By Brian Huse, Director, Marketing & PR, Robotic Industries Association
U.S. President Barack Obama seems to be in favor of a manufacturing policy that is more than lip service. It would be difficult to argue that the U.S. government is known for promoting industry like its counterparts in China, Japan, Korea and even Germany, France or elsewhere in the world. So it merits consideration when Obama’s Administration expresses an opinion about American manufacturing – the topic of a meeting hosted today (December 22, 2009) by Vice President Joe Biden.
As the nation sends smaller hoards of its downsized working class citizens to toy stores and shopping malls, it still doesn’t seem to register that all those toys made in China (let alone machine tools) pump money to state subsidized factories where workers are lucky to have indoor plumbing at home. Of course, workers in the U.S. are lucky to have a home these days so maybe we can start to relate.
When any economic disruption seems to send trembles through the grid, talk of support for U.S. manufacturing is often met with political heat. It has been too hot for most administrations to touch issues like trade deficits or undervalued currency.
Who will Biden see at his meeting? Small business owners get credit for making most of the U.S. job openings but will they get proper representation? Perhaps green energy will dominate the stage. (Isn’t it interesting to learn that $425 million in stimulus money to one Texas wind farm will purportedly create 2,000 manufacturing jobs overseas, so says Senator Sherrod Brown, D-OH.)
Technology leadership seems to be theme for this administration, and perhaps that bodes well for the robotics industry. Robots are multifunctional devices that help even the playing field with low-wage countries. Some worry robots take jobs away, but when you have 50-cent-per-hour workers who needs robots? (Answer: any maker of automotive, electronic or household goods that requires world-class quality.)
The myth about robots is it will replace man. It is just a tool, though, and lucky for man we have it. Many lucky people sell and use robots. Readers in the business may cringe when looking back at 2009, what with sales slumping in 2009, but selling and using robots can make for a very rewarding job. Robotics industry people are some of the most amazing, smart and innovative people in business, most of whom all get their hands dirty when it comes to making stuff.
Manufacturing policy must be strong in the U.S. Lives depend on it. A nation depends on it. We can have a great service economy, and we will, but our roots are in manufacturing and we must tend to the basics like equally valued goods and services.

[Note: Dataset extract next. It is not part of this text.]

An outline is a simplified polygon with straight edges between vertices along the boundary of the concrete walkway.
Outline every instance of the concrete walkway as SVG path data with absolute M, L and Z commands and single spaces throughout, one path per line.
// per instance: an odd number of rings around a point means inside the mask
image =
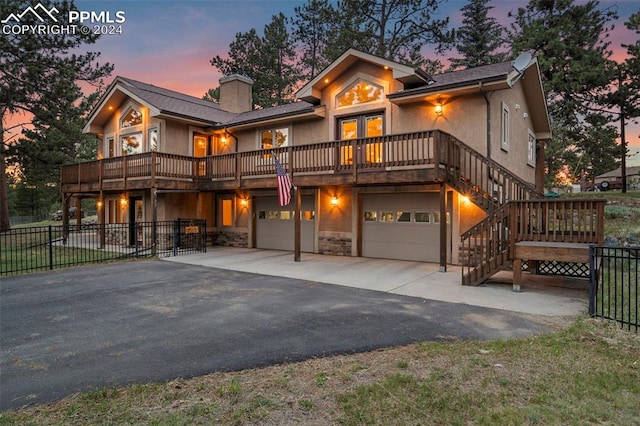
M 578 315 L 588 309 L 584 280 L 523 274 L 523 291 L 512 291 L 512 274 L 501 272 L 479 287 L 461 285 L 460 267 L 439 272 L 434 263 L 292 252 L 209 247 L 207 253 L 166 261 L 376 290 L 534 315 Z M 571 287 L 571 288 L 567 288 Z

Robots won’t solve all our problems but little else has been proven to work so well as an equalizer in the international (and vastly low-wage) marketplace.
RIA will continue to support efforts to strengthen the manufacturing policy with a goal to help its members – including robot users – compete and do business. Please give us your best, President Obama, because the U.S. gives its best when people are working and that is what we need now.